Vampires and black magic are not just for Halloween!


Zondadari never ceased to be filled with dread anticipation before the transformation.

            In the privacy of his secluded Maltese villa he stood on the stone balcony, dressed in black leather, his shoulders draped with a cloak of the same colour and material. Very theatrical, but appropriate. As the pains filled his chest and raked across his back, he hunched forward, his fingers grasping the stone hand-rail for support. Mediterranean fir-pine trees cast their deep velvet shadows onto the balcony, concealing most of the pale yellow moon. Shadows were his friend.

            Slowly the organic material of his clothing pressed against him, even into him, taking on the contours of his large muscular body. A straying wild bird flew over and shrilled and then darted away quickly, discouraged by the unholy smell that emanated from him during his change.

            One day, he feared, his heart wouldn’t hold out against the battering it took.

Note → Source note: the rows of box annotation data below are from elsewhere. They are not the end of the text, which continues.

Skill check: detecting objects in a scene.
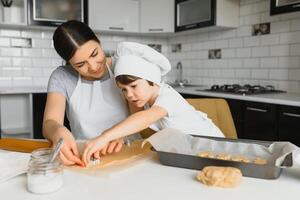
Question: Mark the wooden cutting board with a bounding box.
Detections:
[0,138,153,175]
[0,138,50,153]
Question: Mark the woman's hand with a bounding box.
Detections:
[53,126,84,166]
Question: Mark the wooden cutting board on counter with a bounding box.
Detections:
[67,140,155,177]
[0,138,154,175]
[0,138,50,153]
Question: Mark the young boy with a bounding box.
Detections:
[83,42,224,164]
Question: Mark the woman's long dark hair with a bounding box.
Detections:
[53,20,100,62]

            Coherent thought shimmered. He started seeing double; then multiples of everything. Disoriented, he lowered himself down on one knee. It would be a few minutes more before he would be able to control the numerous images.

            Small gaping flesh-red mouths, with razor-sharp teeth, appeared on the surface of his body. Disproportionately large furry ears flicked out at all angles and black beady eyes glistened all over him, like a constellation of the devil.

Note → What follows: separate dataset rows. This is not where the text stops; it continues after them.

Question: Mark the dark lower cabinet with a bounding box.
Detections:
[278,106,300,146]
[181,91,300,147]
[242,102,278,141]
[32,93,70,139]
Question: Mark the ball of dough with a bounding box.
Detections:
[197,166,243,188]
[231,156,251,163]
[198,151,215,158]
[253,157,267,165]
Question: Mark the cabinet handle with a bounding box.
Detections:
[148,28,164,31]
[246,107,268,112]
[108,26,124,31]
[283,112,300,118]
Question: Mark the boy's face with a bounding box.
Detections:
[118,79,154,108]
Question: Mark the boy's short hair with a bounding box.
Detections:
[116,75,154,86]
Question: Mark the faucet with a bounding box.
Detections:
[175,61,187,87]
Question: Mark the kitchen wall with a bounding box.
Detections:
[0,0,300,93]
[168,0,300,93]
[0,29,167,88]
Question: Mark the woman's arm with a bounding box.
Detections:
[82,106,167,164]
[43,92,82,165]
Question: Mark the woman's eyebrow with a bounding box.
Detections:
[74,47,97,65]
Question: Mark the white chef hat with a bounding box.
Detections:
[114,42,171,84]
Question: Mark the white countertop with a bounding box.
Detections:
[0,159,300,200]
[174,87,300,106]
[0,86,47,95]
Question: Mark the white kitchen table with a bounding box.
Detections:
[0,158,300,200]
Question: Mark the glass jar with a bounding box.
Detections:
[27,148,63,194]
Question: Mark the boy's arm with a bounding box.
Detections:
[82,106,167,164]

            Five minutes of harrowing pain passed and already he was separating, literally coming apart. With an unpleasant sucking sound, dark shapes peeled off from the form that had been a man. But he was a man no longer.

            With a flick of thin yet deceptively strong leathery wings, the freed bats broke away from each other and landed on the balustrade.

            The shape-shifting was complete. His mind was the sum of these forty-six creatures. He could see through the eyes of a single animal or perceive separate images through all of them. They did his bidding – because they were him in every sense. Every sense.

            The hunger was upon him again.

            As one, the bats flew up into the night sky

This cross-genre thriller is set in present-day Malta and has echoes from pre-history and also the eighteenth century Knights of Malta.

Malta may be an island of sun and sand, but there’s a dark side to it too. It all started when some fishermen pulled a corpse out of the sea... Or maybe it was five years ago, in the cave of Ghar Dalam…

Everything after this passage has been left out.